Stanislao Rizzo, MD, presented data from his study on the use of bevacizumab prior to pars plana vitrectomy for PDR. Twenty-two patients with severe PDR underwent pars plana vitrectomy for tractional retinal detachments, combined tractional and rhegmatogenous detachments and vitreous hemorrhage. Surgical time, intraoperative bleeding time and the need for bimanual membrane dissection and relaxing retinotomies were recorded. Patients with bevacizumab prior to surgery had a mean surgical time of 57 minutes versus 83 minutes in those patients without prior bevacizumab. Ten episodes of intraoperative bleeding were observed in the untreated group in comparison with two in the treated group. No complications from the use of intravitreal bevacizumab were seen during the study. The authors concluded that bevacizumab allowed for a shorter, easier and safer pars plana vitrectomy in the management of surgical PDR.
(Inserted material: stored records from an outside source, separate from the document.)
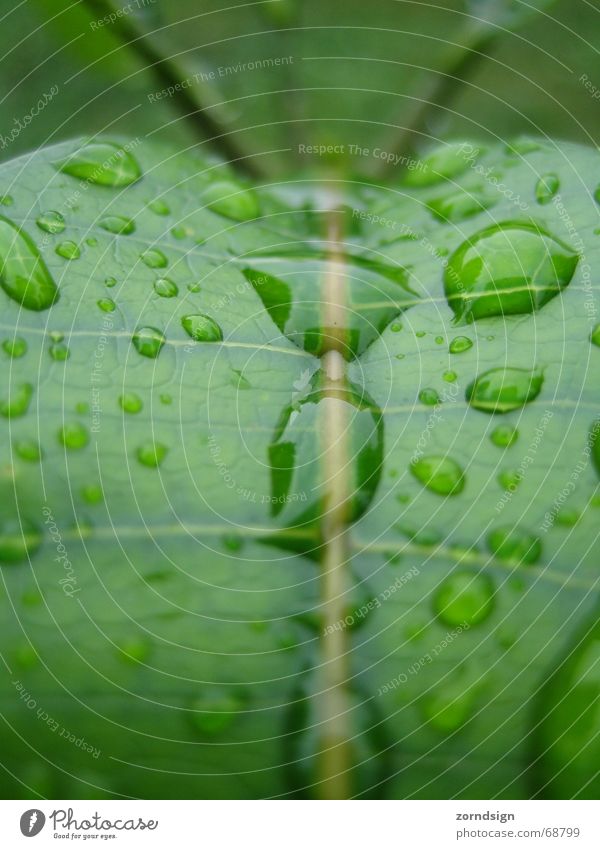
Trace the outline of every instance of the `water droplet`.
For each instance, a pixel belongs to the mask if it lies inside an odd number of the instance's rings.
[[[48,350],[53,360],[68,360],[71,356],[71,352],[64,342],[53,342]]]
[[[452,342],[450,342],[448,350],[451,354],[462,354],[464,351],[468,351],[469,348],[472,347],[473,340],[469,339],[468,336],[455,336]]]
[[[168,448],[162,442],[144,442],[136,451],[136,457],[142,466],[157,468],[167,456]]]
[[[545,174],[537,182],[535,187],[535,199],[538,203],[550,203],[560,188],[560,180],[556,174]]]
[[[21,460],[28,463],[37,463],[43,457],[40,444],[35,439],[20,439],[15,443],[15,451]]]
[[[445,380],[446,383],[454,383],[457,378],[458,375],[455,371],[445,371],[442,375],[442,380]]]
[[[514,492],[522,480],[522,473],[514,469],[505,470],[498,475],[498,483],[507,492]]]
[[[173,398],[170,395],[168,395],[166,392],[162,392],[161,395],[160,395],[160,403],[164,404],[166,407],[168,407],[169,404],[173,403]]]
[[[7,401],[0,401],[0,416],[6,419],[15,419],[24,416],[29,409],[29,403],[33,397],[33,386],[31,383],[20,383],[10,393]]]
[[[50,338],[53,342],[62,342],[62,340],[65,338],[65,334],[61,333],[60,330],[51,330]]]
[[[600,348],[600,324],[597,324],[592,330],[590,341],[593,345],[597,345]]]
[[[192,722],[198,731],[212,737],[233,725],[244,704],[239,695],[215,688],[192,702]]]
[[[90,411],[90,405],[88,404],[87,401],[78,401],[75,404],[75,412],[76,413],[79,413],[80,415],[83,416],[86,413],[89,413],[89,411]]]
[[[64,174],[97,186],[129,186],[141,177],[134,157],[111,142],[91,142],[54,164]]]
[[[422,339],[424,336],[427,336],[427,334],[424,330],[417,330],[415,336],[417,337],[417,339]]]
[[[202,291],[202,286],[200,283],[188,283],[188,292],[200,292]]]
[[[443,455],[419,457],[410,464],[410,471],[419,483],[437,495],[459,495],[465,486],[461,467]]]
[[[487,544],[490,552],[499,560],[514,563],[537,563],[542,554],[542,543],[538,537],[509,525],[491,531]]]
[[[142,357],[155,359],[165,344],[165,337],[156,327],[139,327],[133,334],[133,346]]]
[[[474,702],[473,690],[444,687],[424,696],[420,707],[425,721],[432,728],[442,734],[452,734],[472,715]]]
[[[99,301],[96,301],[102,312],[114,312],[117,308],[117,305],[112,300],[112,298],[100,298]]]
[[[421,160],[420,168],[406,172],[404,182],[409,186],[432,186],[457,177],[469,168],[472,154],[473,145],[464,142],[437,147]]]
[[[434,594],[433,608],[438,619],[451,628],[479,625],[494,608],[492,579],[483,572],[454,572]]]
[[[461,189],[443,198],[428,202],[427,206],[441,221],[463,221],[472,215],[478,215],[496,203],[481,192]]]
[[[79,259],[81,256],[81,249],[79,245],[69,240],[66,242],[60,242],[60,244],[58,244],[54,249],[54,252],[63,259]]]
[[[58,439],[65,448],[78,451],[90,441],[90,435],[87,428],[80,422],[67,422],[58,432]]]
[[[20,336],[15,336],[12,339],[5,339],[2,342],[2,350],[12,359],[24,357],[27,353],[27,342]]]
[[[390,326],[390,330],[392,331],[392,333],[400,333],[400,331],[402,330],[402,325],[399,321],[394,321]]]
[[[47,310],[58,289],[32,239],[0,217],[0,286],[29,310]]]
[[[171,236],[173,236],[174,239],[185,239],[186,236],[193,235],[194,231],[189,227],[184,227],[183,225],[171,228]]]
[[[150,250],[144,251],[140,259],[148,268],[166,268],[169,264],[169,260],[164,253],[157,248],[150,248]]]
[[[135,392],[126,392],[119,396],[119,406],[125,413],[139,413],[144,404]]]
[[[60,212],[55,212],[53,209],[48,212],[42,212],[38,218],[36,218],[35,223],[43,230],[45,233],[62,233],[62,231],[67,226],[65,224],[65,219],[62,217]]]
[[[554,521],[557,525],[562,525],[564,528],[574,528],[580,519],[581,514],[578,510],[563,508],[556,514]]]
[[[12,206],[13,203],[14,203],[14,200],[12,199],[12,197],[10,195],[2,195],[0,197],[0,203],[2,204],[2,206]]]
[[[0,561],[18,563],[31,557],[42,543],[37,525],[27,519],[3,519],[0,522]]]
[[[536,697],[531,756],[536,796],[598,799],[598,658],[600,624],[595,610],[572,635],[564,654],[553,661],[554,671],[546,674]]]
[[[465,393],[466,399],[483,413],[509,413],[535,400],[544,376],[521,368],[493,368],[480,374]]]
[[[255,193],[232,180],[213,183],[204,192],[203,201],[213,212],[234,221],[250,221],[260,215]]]
[[[87,501],[88,504],[99,504],[104,498],[104,493],[99,483],[87,484],[81,490],[81,495],[83,500]]]
[[[155,215],[168,215],[171,212],[168,205],[161,198],[150,201],[148,209],[151,209]]]
[[[105,218],[100,219],[98,226],[118,236],[128,236],[130,233],[135,232],[135,223],[131,219],[123,218],[120,215],[107,215]]]
[[[223,331],[208,315],[186,315],[181,319],[181,324],[188,336],[196,342],[220,342],[223,339]]]
[[[225,536],[221,537],[221,541],[227,551],[241,551],[244,546],[244,541],[237,534],[225,534]]]
[[[456,319],[535,312],[571,282],[579,256],[533,225],[507,222],[467,239],[450,258],[444,288]]]
[[[128,640],[123,640],[117,645],[119,650],[119,660],[126,663],[145,663],[150,657],[151,647],[148,640],[142,637],[132,637]]]
[[[595,421],[590,429],[590,448],[592,461],[598,475],[600,475],[600,419]]]
[[[158,280],[155,280],[154,291],[157,295],[160,295],[161,298],[174,298],[177,294],[179,294],[179,289],[172,280],[169,280],[168,277],[159,277]]]
[[[89,245],[90,248],[95,248],[98,244],[98,239],[95,239],[94,236],[88,236],[88,238],[85,240],[85,243],[86,245]]]
[[[435,407],[440,403],[440,396],[437,394],[435,389],[426,387],[425,389],[421,389],[419,392],[419,401],[421,404],[425,404],[428,407]]]
[[[117,278],[116,277],[107,277],[106,280],[104,281],[104,285],[108,286],[109,289],[112,289],[113,286],[117,285]]]
[[[510,448],[519,438],[519,431],[509,424],[498,425],[490,436],[490,439],[498,448]]]

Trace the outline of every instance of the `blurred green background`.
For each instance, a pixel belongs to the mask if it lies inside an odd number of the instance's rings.
[[[588,0],[537,0],[537,12],[509,0],[2,5],[3,160],[82,134],[152,134],[250,156],[271,174],[306,165],[307,142],[404,150],[456,136],[591,144],[600,133],[600,15]],[[185,90],[157,97],[173,79]],[[430,100],[441,105],[424,107]]]

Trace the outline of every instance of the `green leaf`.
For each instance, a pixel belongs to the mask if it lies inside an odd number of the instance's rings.
[[[597,794],[598,152],[86,144],[1,169],[4,794]]]

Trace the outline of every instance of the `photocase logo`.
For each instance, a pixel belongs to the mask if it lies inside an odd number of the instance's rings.
[[[25,837],[35,837],[46,824],[46,816],[38,808],[31,808],[21,815],[21,834]]]

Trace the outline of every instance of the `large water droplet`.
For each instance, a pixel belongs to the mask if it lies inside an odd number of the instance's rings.
[[[155,280],[154,291],[161,298],[174,298],[179,293],[177,285],[168,277],[159,277]]]
[[[537,796],[593,799],[600,795],[600,620],[579,629],[535,703],[533,776]]]
[[[141,255],[140,259],[148,268],[166,268],[169,260],[158,248],[150,248]]]
[[[515,564],[537,563],[542,554],[542,543],[538,537],[512,525],[491,531],[487,544],[499,560],[509,560]]]
[[[47,310],[58,300],[58,289],[44,260],[23,230],[0,217],[0,286],[29,310]]]
[[[96,301],[96,303],[102,312],[114,312],[117,308],[117,305],[112,298],[100,298],[100,300]]]
[[[535,400],[544,376],[521,368],[493,368],[480,374],[467,387],[466,399],[484,413],[509,413]]]
[[[162,442],[149,440],[144,442],[136,451],[136,457],[142,466],[157,468],[167,456],[168,448]]]
[[[451,628],[479,625],[494,608],[492,579],[483,572],[454,572],[434,594],[433,607],[438,619]]]
[[[202,199],[213,212],[234,221],[250,221],[260,215],[255,193],[232,180],[213,183],[204,191]]]
[[[458,495],[465,486],[461,467],[450,457],[428,455],[419,457],[410,464],[415,478],[437,495]]]
[[[579,256],[549,233],[506,222],[467,239],[444,273],[457,319],[535,312],[571,282]]]
[[[56,212],[54,209],[50,209],[48,212],[42,212],[38,218],[36,218],[35,223],[43,230],[45,233],[62,233],[62,231],[67,226],[65,224],[65,219],[62,217],[60,212]]]
[[[87,428],[80,422],[67,422],[58,432],[58,439],[65,448],[78,451],[90,441]]]
[[[28,463],[37,463],[43,457],[42,448],[35,439],[18,440],[15,443],[15,451],[21,460],[26,460]]]
[[[129,186],[142,175],[134,157],[112,142],[91,142],[55,166],[64,174],[97,186]]]
[[[590,334],[592,345],[597,345],[600,348],[600,324],[597,324]]]
[[[419,392],[419,401],[427,407],[436,407],[439,403],[441,403],[440,396],[437,391],[427,386]]]
[[[114,233],[117,236],[128,236],[135,232],[135,224],[129,218],[123,218],[121,215],[107,215],[101,218],[98,225],[109,233]]]
[[[202,734],[213,737],[233,725],[244,705],[245,700],[236,692],[216,687],[207,689],[191,704],[192,723]]]
[[[27,353],[27,342],[21,336],[14,336],[2,342],[2,350],[13,360],[17,360]]]
[[[138,354],[155,359],[160,354],[166,339],[157,327],[138,327],[132,341]]]
[[[71,352],[64,342],[53,342],[48,351],[52,359],[57,361],[68,360],[71,356]]]
[[[556,174],[545,174],[537,182],[535,187],[535,199],[538,203],[550,203],[560,188],[560,180]]]
[[[0,401],[0,415],[6,419],[24,416],[29,409],[32,397],[33,386],[31,383],[20,383],[12,390],[6,401]]]
[[[467,189],[453,192],[443,198],[430,200],[427,204],[436,218],[441,221],[463,221],[494,206],[496,201],[477,191]]]
[[[76,242],[71,242],[70,240],[60,242],[60,244],[55,247],[54,252],[63,259],[79,259],[81,256],[81,248],[79,245]]]
[[[473,713],[475,694],[457,686],[445,686],[427,693],[420,702],[426,722],[442,734],[452,734]]]
[[[37,525],[27,519],[3,519],[0,523],[0,562],[18,563],[31,557],[42,543]]]
[[[473,340],[468,336],[455,336],[450,342],[449,351],[451,354],[463,354],[473,347]]]
[[[181,319],[181,324],[188,336],[196,342],[220,342],[223,339],[223,331],[209,315],[186,315]]]

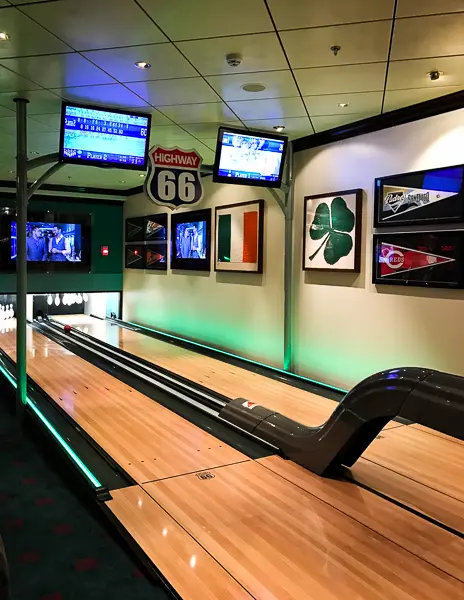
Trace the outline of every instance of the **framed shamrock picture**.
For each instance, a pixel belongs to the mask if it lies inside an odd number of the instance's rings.
[[[359,273],[362,190],[306,196],[303,269]]]

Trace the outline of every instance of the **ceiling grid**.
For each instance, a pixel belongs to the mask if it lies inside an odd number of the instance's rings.
[[[57,150],[67,99],[150,112],[152,144],[211,163],[220,124],[294,139],[464,88],[464,0],[0,0],[1,32],[0,179],[14,180],[17,95],[32,154]],[[140,182],[75,165],[52,180]]]

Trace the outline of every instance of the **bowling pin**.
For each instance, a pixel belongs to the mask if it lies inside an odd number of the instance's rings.
[[[51,306],[53,304],[53,297],[51,294],[48,294],[47,304],[48,306]]]
[[[57,294],[57,295],[55,296],[55,306],[59,306],[59,305],[60,305],[60,297],[59,297],[59,295]]]
[[[8,309],[8,318],[12,319],[13,317],[14,317],[13,305],[10,304],[9,309]]]
[[[0,321],[5,320],[5,307],[3,304],[0,305]]]
[[[84,302],[88,302],[89,301],[89,297],[87,296],[87,294],[84,292]]]
[[[82,304],[82,295],[77,294],[77,304]]]

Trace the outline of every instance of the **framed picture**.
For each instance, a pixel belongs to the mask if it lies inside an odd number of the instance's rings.
[[[153,242],[144,246],[145,269],[151,271],[166,271],[168,268],[168,244]]]
[[[464,165],[375,180],[374,227],[464,220]]]
[[[146,242],[166,241],[168,228],[168,215],[148,215],[143,217],[143,239]]]
[[[144,269],[143,244],[126,244],[124,252],[124,266],[126,269]]]
[[[264,200],[216,208],[215,271],[263,272]]]
[[[362,190],[307,196],[303,269],[359,273]]]
[[[171,268],[209,271],[211,209],[171,216]]]
[[[126,242],[143,242],[143,217],[126,219]]]
[[[374,235],[376,284],[462,288],[464,231]]]

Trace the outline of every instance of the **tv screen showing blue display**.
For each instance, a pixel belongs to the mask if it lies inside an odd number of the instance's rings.
[[[28,262],[81,262],[81,225],[77,223],[29,222],[26,225]],[[17,255],[17,225],[11,221],[11,260]]]
[[[287,138],[244,129],[219,128],[213,180],[262,187],[280,187]]]
[[[63,103],[60,161],[145,170],[151,115]]]

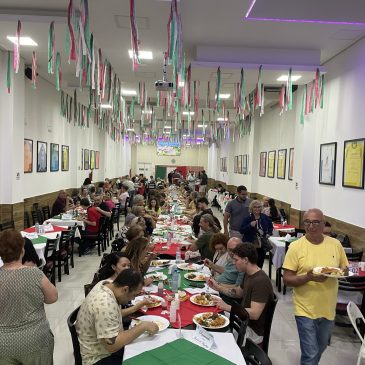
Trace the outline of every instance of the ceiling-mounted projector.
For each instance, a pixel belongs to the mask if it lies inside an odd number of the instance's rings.
[[[167,67],[167,53],[164,53],[164,61],[163,61],[163,76],[162,80],[158,80],[155,82],[155,87],[157,91],[171,91],[174,88],[174,83],[171,81],[167,81],[166,76],[166,67]]]

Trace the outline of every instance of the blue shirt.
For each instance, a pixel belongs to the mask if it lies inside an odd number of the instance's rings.
[[[217,276],[218,283],[221,284],[233,284],[241,285],[243,280],[243,272],[239,272],[236,269],[236,265],[232,259],[229,259],[227,265],[224,267],[224,272]]]

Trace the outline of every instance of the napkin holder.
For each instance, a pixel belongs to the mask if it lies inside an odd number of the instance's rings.
[[[71,220],[72,219],[72,214],[62,214],[62,218],[63,221],[67,221],[67,220]]]

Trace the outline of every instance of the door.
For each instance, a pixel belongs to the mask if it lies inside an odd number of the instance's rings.
[[[138,162],[137,174],[143,174],[145,177],[149,178],[152,173],[152,164],[146,162]]]
[[[156,179],[166,180],[166,166],[156,166]]]

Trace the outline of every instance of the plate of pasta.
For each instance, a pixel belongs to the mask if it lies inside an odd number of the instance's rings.
[[[341,269],[339,267],[332,267],[332,266],[315,267],[313,269],[313,274],[324,275],[329,278],[337,278],[337,279],[347,278],[349,276],[354,275],[354,273],[349,271],[348,268]]]
[[[193,322],[207,329],[219,329],[229,325],[229,319],[226,316],[213,312],[196,314]]]
[[[210,275],[201,272],[188,272],[184,275],[185,279],[190,281],[205,281]]]
[[[215,305],[213,299],[219,299],[219,297],[208,293],[194,294],[190,297],[190,301],[193,304],[201,305],[202,307],[213,307]]]

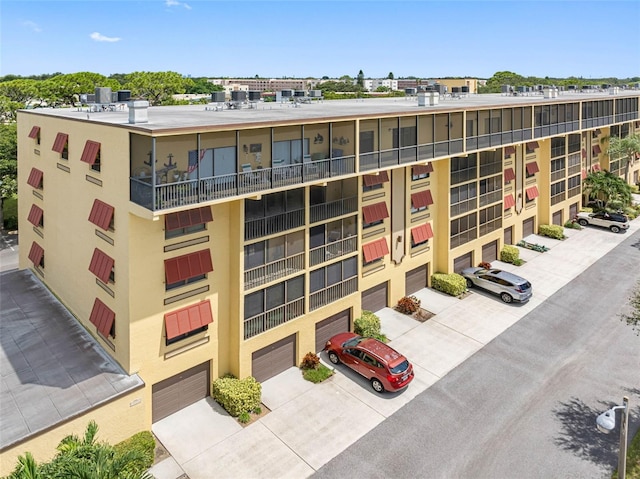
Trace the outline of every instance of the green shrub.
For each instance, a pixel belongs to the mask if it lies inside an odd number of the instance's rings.
[[[229,414],[237,417],[260,407],[262,386],[251,376],[244,379],[220,378],[213,381],[211,395]]]
[[[516,258],[513,260],[513,264],[514,266],[522,266],[524,264],[524,260],[520,259],[520,258]]]
[[[565,239],[564,228],[560,225],[540,225],[538,234],[553,239]]]
[[[403,296],[396,309],[403,314],[413,314],[420,308],[420,300],[415,296]]]
[[[362,316],[353,322],[356,334],[365,338],[373,338],[380,334],[380,318],[371,311],[362,311]]]
[[[136,451],[140,456],[140,459],[127,465],[127,472],[141,473],[153,466],[156,440],[149,431],[141,431],[134,434],[129,439],[119,442],[113,448],[117,455],[122,455],[127,451]]]
[[[571,221],[567,221],[564,224],[565,228],[570,228],[570,229],[574,229],[574,230],[581,230],[582,226],[580,226],[580,224],[578,224],[577,221],[571,220]]]
[[[451,296],[460,296],[467,290],[467,281],[457,273],[434,273],[431,276],[433,289]]]
[[[324,364],[318,364],[315,369],[305,369],[302,372],[302,377],[312,383],[321,383],[325,379],[333,376],[333,371],[326,367]]]
[[[260,406],[254,407],[253,414],[262,414],[262,408]]]
[[[500,251],[500,261],[504,261],[505,263],[515,264],[514,261],[519,257],[520,250],[509,244],[504,245],[502,251]]]
[[[5,198],[2,203],[4,228],[7,231],[18,229],[18,198]]]
[[[251,415],[247,411],[241,412],[238,416],[238,422],[241,422],[242,424],[246,424],[249,421],[251,421]]]
[[[300,369],[315,369],[320,364],[320,358],[316,353],[307,353],[300,363]]]

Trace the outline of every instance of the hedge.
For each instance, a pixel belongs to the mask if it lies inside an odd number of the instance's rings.
[[[149,431],[141,431],[134,434],[129,439],[125,439],[114,446],[117,454],[127,451],[136,451],[140,459],[130,462],[126,470],[131,473],[141,473],[153,466],[155,459],[156,440]]]
[[[213,381],[211,395],[232,416],[260,407],[262,386],[254,377],[219,378]]]
[[[457,273],[434,273],[431,276],[431,285],[433,289],[451,296],[460,296],[467,290],[467,280]]]
[[[564,239],[564,228],[560,225],[540,225],[538,234],[553,239]]]
[[[353,322],[356,334],[365,338],[376,338],[380,335],[380,318],[371,311],[362,311],[362,316]]]
[[[500,251],[500,261],[514,264],[520,258],[520,250],[512,245],[504,245]]]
• Advances in vitreoretinal surgery for proliferative diabetic retinopathy

Robert Avery, MD, reported on the use of bevacizumab for PDR. He identified potential roles for bevacizumab in treating rubeosis, persistent neovascularization despite panretinal photocoagulation, vitreous hemorrhage precluding panretinal photocoagulation, PDR with DME and before vitrectomy for PDR as it may reduce bleeding when fibrovascular tissue is cut. Dr. Avery has found a benefit in using bevacizumab 1 week prior to diabetic retinal traction detachment surgery, in that qualitatively he has noticed less active bleeding during surgery and regression of neovascular vessels facilitating surgery. He noted, however, that there was no quantitative measurement to show its efficacy. Dr. Avery reported the findings of bevacizumab use in 45 eyes (32 patients) for PDR. The mean follow-up was only 5 weeks. Intravitreal bevacizumab doses of 6.2 µg to 1.25 mg caused cessation of leakage from the neovascular tissue assessed by fluorescein angiography in many patients within the first week of the study.

Within 2 weeks of treatment, however, a small number of patients began to show recurrent neovascular leakage. A fellow eye effect was observed in patients treated with 1.25 mg of bevacizumab, including regression of retinal neovascularization, decreased angiographic leakage and regression of iris neovascularization. This finding suggests systemic absorption of the drug — therefore, lower bevacizumab doses may be required to avoid the fellow eye affect. Dr. Avery concluded that bevacizumab may be a useful adjunctive agent in the management of PDR, but caution should be taken since long-term safety information is unknown at this time, and fellow eye effects suggest possible systemic exposure.